Non payment of council tax could result in goods being seized by bailiffs to pay the debt. (Usually sold at auction at a fraction of their true worth)
Non payment of TV licence could result in a fine of £1000 on top of the debt.

ImperialBlether Thu 08-Jun-17 23:18:11

I agree with the others - council tax should be prioritised. On his salary I wouldn't think he has enough for an expensive car. How can anyone justify spending a lot on a car when they can't pay their tax?

PotatoesAreDelicious Sun 02-Jul-17 17:24:07

I hope you have started to pay the council tax.

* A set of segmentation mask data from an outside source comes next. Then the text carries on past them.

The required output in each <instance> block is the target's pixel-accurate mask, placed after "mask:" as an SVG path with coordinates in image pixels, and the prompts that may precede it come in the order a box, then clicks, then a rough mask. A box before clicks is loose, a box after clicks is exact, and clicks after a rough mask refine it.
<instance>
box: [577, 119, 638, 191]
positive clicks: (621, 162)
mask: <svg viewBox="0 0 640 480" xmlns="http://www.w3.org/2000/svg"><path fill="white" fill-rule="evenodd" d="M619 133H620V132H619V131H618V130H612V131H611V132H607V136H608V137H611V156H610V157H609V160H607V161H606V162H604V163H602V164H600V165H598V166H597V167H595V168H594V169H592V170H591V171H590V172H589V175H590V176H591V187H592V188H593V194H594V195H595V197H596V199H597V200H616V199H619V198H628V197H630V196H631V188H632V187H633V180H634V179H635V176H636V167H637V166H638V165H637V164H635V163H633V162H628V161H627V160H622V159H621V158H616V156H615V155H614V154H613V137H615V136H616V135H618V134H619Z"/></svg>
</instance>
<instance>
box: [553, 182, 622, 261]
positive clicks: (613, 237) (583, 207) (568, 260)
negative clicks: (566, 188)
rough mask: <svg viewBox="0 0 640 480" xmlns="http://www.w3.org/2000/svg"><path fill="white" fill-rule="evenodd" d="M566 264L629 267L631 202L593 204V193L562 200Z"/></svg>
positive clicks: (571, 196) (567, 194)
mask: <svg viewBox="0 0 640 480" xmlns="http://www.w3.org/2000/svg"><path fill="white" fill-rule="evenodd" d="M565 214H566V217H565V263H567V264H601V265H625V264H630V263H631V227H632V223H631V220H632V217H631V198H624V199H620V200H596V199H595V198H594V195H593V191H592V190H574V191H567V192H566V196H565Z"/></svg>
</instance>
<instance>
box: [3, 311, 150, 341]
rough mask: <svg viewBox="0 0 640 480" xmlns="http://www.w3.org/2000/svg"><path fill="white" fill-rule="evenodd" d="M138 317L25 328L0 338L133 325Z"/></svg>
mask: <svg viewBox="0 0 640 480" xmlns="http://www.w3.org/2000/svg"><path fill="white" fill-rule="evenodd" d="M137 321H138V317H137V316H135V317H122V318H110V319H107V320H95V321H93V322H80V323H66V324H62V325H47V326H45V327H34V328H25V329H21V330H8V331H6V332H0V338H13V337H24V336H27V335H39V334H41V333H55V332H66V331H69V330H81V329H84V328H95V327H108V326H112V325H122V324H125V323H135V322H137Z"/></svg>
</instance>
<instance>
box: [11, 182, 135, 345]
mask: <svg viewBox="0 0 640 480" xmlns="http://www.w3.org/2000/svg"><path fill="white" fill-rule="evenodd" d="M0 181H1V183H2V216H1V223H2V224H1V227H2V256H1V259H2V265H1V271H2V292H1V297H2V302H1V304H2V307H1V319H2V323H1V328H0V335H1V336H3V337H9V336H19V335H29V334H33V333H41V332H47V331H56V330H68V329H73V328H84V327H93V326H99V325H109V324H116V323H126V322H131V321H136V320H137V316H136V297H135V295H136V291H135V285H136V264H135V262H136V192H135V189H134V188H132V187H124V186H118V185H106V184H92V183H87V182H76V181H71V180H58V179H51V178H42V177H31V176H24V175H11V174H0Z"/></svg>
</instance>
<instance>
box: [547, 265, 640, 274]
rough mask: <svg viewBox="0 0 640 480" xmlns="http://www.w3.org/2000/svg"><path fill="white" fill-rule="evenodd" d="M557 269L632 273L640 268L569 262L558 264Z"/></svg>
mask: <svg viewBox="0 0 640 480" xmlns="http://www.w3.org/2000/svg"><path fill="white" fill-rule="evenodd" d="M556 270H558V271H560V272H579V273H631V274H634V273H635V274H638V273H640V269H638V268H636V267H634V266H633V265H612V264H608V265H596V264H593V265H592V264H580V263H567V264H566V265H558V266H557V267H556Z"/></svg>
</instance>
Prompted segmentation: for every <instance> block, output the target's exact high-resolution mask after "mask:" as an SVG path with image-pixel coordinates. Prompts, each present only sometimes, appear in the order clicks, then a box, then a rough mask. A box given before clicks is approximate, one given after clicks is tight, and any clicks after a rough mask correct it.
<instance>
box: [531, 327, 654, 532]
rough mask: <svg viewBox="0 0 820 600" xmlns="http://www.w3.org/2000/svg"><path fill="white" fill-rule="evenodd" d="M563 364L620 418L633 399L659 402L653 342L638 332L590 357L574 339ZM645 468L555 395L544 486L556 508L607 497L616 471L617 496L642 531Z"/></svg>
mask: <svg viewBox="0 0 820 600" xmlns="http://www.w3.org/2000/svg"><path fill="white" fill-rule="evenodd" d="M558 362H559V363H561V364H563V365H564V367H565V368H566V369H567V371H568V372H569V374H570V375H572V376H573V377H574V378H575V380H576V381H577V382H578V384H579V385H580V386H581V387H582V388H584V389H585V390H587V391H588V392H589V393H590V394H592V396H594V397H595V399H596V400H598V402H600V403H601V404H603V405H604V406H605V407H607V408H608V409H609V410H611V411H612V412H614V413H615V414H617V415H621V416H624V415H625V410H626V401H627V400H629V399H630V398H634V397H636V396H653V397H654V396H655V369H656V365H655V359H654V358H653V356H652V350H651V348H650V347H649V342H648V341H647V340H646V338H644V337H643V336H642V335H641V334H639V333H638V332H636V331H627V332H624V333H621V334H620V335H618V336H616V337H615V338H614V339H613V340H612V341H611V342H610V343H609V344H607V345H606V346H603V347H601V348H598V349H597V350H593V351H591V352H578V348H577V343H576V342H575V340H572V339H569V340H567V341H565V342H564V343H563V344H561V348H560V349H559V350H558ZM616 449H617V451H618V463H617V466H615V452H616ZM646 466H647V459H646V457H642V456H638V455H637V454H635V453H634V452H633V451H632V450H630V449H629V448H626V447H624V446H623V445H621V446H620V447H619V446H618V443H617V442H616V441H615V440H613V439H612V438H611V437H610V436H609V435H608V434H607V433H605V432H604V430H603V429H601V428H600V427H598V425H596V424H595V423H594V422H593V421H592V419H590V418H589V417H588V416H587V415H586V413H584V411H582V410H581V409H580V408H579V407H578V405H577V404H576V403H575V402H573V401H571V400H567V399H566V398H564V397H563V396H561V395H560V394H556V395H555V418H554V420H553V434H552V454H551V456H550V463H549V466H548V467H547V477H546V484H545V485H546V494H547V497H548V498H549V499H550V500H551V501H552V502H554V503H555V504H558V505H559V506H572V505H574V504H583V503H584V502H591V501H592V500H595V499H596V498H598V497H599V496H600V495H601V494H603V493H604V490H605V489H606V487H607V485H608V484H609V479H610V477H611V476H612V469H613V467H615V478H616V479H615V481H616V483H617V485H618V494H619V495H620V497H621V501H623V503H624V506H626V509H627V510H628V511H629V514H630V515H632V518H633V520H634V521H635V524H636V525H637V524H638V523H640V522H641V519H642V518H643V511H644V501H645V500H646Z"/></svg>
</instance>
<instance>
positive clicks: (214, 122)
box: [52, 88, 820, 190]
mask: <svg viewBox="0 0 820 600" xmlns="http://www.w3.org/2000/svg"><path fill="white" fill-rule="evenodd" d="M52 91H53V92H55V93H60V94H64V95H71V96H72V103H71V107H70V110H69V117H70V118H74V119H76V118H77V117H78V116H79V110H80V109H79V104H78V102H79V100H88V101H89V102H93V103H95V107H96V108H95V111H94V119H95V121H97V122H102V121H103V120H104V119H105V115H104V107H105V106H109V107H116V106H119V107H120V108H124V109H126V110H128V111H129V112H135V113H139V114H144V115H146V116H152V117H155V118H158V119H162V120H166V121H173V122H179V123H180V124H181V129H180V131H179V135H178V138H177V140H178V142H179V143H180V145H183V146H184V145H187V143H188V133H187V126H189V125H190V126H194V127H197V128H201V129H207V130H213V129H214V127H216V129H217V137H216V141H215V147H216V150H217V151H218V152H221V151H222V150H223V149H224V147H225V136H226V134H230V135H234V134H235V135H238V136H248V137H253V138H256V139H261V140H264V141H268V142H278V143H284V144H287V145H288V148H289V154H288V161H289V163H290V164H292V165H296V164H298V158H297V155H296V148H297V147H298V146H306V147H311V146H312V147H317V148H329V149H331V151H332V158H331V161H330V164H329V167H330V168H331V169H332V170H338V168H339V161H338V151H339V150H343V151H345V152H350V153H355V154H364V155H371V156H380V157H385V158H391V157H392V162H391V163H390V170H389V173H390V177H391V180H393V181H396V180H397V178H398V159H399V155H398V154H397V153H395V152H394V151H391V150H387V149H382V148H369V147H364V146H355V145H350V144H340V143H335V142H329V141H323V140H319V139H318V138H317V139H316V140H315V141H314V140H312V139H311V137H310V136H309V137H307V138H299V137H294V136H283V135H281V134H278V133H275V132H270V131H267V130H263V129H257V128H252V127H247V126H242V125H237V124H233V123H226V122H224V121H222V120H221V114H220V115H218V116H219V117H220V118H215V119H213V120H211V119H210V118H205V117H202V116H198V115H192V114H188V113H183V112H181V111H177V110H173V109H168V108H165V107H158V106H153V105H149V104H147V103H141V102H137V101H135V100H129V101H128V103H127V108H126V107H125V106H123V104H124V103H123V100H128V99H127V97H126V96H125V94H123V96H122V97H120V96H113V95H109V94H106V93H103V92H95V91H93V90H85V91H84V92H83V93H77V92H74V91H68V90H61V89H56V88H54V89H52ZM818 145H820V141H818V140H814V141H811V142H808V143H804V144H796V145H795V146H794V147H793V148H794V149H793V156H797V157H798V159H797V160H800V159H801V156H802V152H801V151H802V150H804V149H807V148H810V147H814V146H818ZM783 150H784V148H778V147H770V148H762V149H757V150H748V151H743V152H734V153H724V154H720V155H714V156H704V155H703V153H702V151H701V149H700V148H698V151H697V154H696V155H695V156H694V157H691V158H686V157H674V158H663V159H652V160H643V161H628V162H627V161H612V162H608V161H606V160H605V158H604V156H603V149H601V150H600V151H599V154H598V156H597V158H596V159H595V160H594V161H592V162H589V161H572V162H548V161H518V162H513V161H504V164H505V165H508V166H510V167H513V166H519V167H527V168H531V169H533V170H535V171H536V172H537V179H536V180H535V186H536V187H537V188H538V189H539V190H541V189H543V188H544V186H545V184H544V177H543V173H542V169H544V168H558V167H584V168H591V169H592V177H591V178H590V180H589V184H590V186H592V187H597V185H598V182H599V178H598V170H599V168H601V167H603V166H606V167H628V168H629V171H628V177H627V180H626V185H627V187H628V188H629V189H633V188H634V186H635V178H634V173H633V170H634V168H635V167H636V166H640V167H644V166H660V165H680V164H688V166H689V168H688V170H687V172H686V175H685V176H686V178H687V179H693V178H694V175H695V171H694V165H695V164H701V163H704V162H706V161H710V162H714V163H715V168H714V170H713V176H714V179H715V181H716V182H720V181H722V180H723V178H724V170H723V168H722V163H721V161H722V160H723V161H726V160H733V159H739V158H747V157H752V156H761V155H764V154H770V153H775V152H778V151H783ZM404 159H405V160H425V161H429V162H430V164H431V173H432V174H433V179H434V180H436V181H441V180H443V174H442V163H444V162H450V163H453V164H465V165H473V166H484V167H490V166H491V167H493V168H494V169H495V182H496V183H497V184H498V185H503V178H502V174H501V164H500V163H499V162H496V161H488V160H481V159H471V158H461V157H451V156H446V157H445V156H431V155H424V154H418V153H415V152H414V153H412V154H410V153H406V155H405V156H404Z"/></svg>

As a person who used to work in council tax the first thing they will do is send you a reminder for a missed payment. If you do not make this payment they will ask for the full amount for the year

If you do not pay that it will then go to court and they will get a liability order. That proves you are liable for the payment and that rubber stamp means they can take the money you owe direct from his salary

This is known as an Attachment of Earnings order and the rate is FIXED by the government, so assuming 1400 net salary he will pay 12% of his salary so £168 per month. He is literally just under the next level up which is anything over £1420 pm will be 17% of his salary.

If he thinks he can't afford his council tax now wait till they take it at source.

The key word you are not seeing is tax it is a government tax collected locally and they don't fuck about. Even if you'd offered to pay me £100pm I couldn't take your offer because I am guaranteed the money from the attachment of earnings.

Your partner needs to sort his finances out.

sparechange Sun 02-Jul-17 17:44:33

Do you know where his money goes? IE what else he spends it on after the rent and car have been paid?

Yes he is being tight, but you have a very low family income and money is going to be tight.

I think you need to have a bit of a wake up call about your finances. It might be your preference to not have to put your DCs in any childcare but in your current situation, you don't have that luxury.

Your children are going to suffer far more in the long run if you sink under a mountain of debt, than having to do a few hours of childcare, and/or cut down/out nighttime feeds

Not paying water and council tax is beyond stupid, and needs to be sorted out asap

todayisthedays Fri 11-Aug-17 15:40:26

I'm in your position, although my husband is waking up and realising it can't go on. Firstly you need to sit down with him and talk about the seriousness of the council tax and main priority bills.
My husband had a car because he does shift work and he needs a car so a big chunk of his wages goes on the car ( my husband also earns the same as your husband). Up until last month he was expecting me to pay nearly everything on my child tax and child benefit payments. He only paid for the car and helped with shopping and gas and electric now and again so I was struggling to pay everything on my own and I took out credit cards and everything to cover stuff we needed because he wouldn't buy it. I'm now in debt. But I always made sure council tax was paid as much as I could because it's a debt you can NEVER ignore. I spoke to my husband and found out he had a massive overdraft that took his wages and that's why he couldn't help me pay stuff ( it was an overdraft caused by struggling financially) now he helped pay 'some' things and things are slowly improving but we still have a long way to go. You need to talk to him! I know it's hard working with kids as I've found the same and I'm a SAHM. But you need to talk to him because your situation isn't good

rollonthesummer Fri 11-Aug-17 15:46:06

What does he pay monthly for his car?

It doesn't sound like you can afford to not work at the moment-we have never been able to afford for me not to. Can you advertise as a cleaner or something like that to fit in with his shifts? That sort of work was very popular with many mums at school when our kids were little as it offered a bit more flexibility.

He sounds like an arse-you can't just stop paying things like this and expect to get away with it.